Am I imagining it, asks Tony Watts OBE, or are older people routinely and systematically being excluded and discriminated against?
An excellent article in The Guardian on 6 July (“No country for old people”) interviews a number of older people about the impact on their lives of the planned wholesale closure of ticket offices in railway stations. For the majority of rail users the inconvenience, if any, will be minor. But not for this cohort, as these very telling responses reveal.
“Increasingly, with age and arthritis, ticket machines and my smartphone are too difficult to use.”
“I do have a computer but my fingers don’t work very well any more on the keyboard.”
“So many of my friends can’t handle the internet so will stop travelling.
“Some of my friends don’t have a mobile phone or a computer.”
“I am hearing impaired. If display boards are not working I have to ask staff for service information, I can’t hear loudspeaker announcements.”
To precis, without the facility to physically ask a member of staff for the ticket they want, many will be unable to make a train journey independently once these changes come in.
And what about older drivers?
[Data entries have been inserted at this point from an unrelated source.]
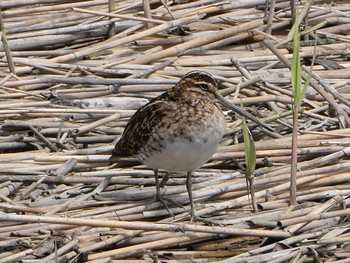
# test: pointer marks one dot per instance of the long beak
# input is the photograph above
(241, 112)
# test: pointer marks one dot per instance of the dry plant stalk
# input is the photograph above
(82, 68)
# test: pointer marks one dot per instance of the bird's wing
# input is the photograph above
(141, 125)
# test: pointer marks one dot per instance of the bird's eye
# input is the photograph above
(203, 86)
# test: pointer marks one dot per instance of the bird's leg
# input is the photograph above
(194, 217)
(159, 195)
(189, 190)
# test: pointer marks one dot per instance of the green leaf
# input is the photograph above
(249, 150)
(296, 70)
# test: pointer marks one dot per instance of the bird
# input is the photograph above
(179, 130)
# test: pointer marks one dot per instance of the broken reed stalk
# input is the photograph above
(54, 90)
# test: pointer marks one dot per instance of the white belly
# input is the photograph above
(184, 155)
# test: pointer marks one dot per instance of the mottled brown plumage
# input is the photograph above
(178, 130)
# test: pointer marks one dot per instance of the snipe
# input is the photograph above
(179, 130)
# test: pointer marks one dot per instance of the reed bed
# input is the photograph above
(73, 72)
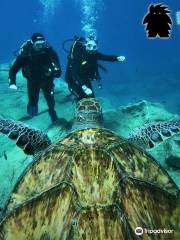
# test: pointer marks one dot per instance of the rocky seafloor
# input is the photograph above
(121, 120)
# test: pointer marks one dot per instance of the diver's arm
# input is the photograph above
(17, 65)
(76, 61)
(104, 57)
(55, 63)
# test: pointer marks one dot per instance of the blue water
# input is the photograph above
(151, 70)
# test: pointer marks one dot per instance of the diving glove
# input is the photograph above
(87, 90)
(121, 58)
(32, 110)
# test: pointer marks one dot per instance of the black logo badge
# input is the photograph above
(158, 21)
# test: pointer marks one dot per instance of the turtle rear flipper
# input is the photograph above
(29, 139)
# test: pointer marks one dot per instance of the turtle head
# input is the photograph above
(88, 114)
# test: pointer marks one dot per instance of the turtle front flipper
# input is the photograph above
(29, 139)
(151, 134)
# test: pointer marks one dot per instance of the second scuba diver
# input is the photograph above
(40, 65)
(82, 66)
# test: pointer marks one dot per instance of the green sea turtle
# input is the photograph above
(92, 185)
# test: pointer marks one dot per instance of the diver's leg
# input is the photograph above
(33, 96)
(48, 91)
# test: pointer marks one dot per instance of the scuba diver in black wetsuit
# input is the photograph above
(83, 66)
(40, 65)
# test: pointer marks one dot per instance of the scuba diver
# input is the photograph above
(83, 66)
(40, 65)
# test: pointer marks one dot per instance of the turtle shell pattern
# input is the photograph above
(92, 185)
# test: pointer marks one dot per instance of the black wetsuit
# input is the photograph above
(82, 68)
(35, 67)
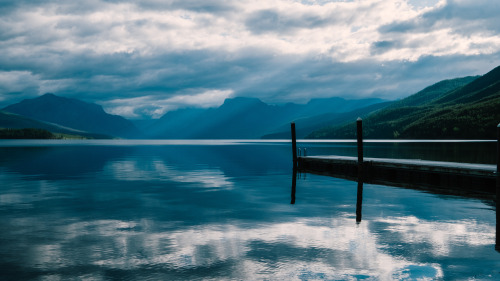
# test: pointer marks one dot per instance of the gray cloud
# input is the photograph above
(104, 51)
(274, 21)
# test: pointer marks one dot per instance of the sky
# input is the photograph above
(141, 59)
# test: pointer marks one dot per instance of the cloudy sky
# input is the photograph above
(140, 59)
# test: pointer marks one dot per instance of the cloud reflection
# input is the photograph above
(303, 249)
(157, 170)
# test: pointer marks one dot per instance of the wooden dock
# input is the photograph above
(456, 178)
(472, 180)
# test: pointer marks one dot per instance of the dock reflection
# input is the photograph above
(359, 197)
(359, 201)
(497, 240)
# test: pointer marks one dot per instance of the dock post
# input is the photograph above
(359, 125)
(497, 242)
(498, 165)
(294, 145)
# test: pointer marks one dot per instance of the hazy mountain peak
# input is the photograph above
(73, 113)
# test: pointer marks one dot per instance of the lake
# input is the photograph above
(221, 210)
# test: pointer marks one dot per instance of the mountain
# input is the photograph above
(75, 114)
(249, 118)
(462, 108)
(14, 121)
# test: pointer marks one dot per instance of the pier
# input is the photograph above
(472, 180)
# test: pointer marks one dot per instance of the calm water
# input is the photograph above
(220, 210)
Well they are having problems too, with many struggling with the parking apps that are now – in some places – the only way to pay. The consequence of that is that many older people will not be able to drive anywhere that requires them to use a car park at the other end.
A recent report from Age UK (the full story is here) set out the difficulties older people face when trying to apply for a Blue Badge and other local public services if they are not “computer savvy”. Most local authorities now strongly encourage people to access services digitally. In some cases, they do not offer offline alternatives at all, or not in a way that makes them easy to find and access.
If there is actually a planned and concerted effort going on to exclude many older people from the normal activities the rest of us take for granted, then it’s working pretty well.
“Digital by default” is an attractive option for any organisation looking to streamline their operation and cut costs. You can understand the appeal. They can still reach the large majority of the people they want as customers or to help. Arguably those with the bigger pockets and purses. But, along the way, a large swathe of people (including, lest we forget) younger people with a range of disabilities – and being systematically excluded.
The D&I angle
What I find oddly ironic is that all of the organisations who are excluding older and disabled people will be fully signed up to diversity and inclusion policies as part of their ESG (environmental, social and governance) commitments. Many will be proudly brandishing them on their websites. But there is talking the talk and walking the walk…
While there will always be nuanced differences between what people understand as “diversity”, here is a handy definition I’ve just lifted from an organisation that does this sort of thing for a living: Global Diversity Practice. “In a nutshell, it’s about empowering people by respecting and appreciating what makes them different, in terms of age, gender, ethnicity, religion, disability, sexual orientation, education, and national origin.”
So, let’s imagine, for a moment, that the policies (inter alia) of the rail companies, car park owners and local authorities routinely made it impossible for groups of people who could be defined by their gender, ethnicity, religion, sexual orientation or national origin to use their products or services. Just how much of a brouhaha might there be? Might MPs and TV commentators be putting in their two penn’orths? Might there be protests outside of corporate headquarters?
I posit this argument because there seems to be little or no public and media blowback when people are (effectively) discriminated against because of their age and even (while we’re about it) their disability.
In short: what will it take for the last taboo of ageism to be treated seriously?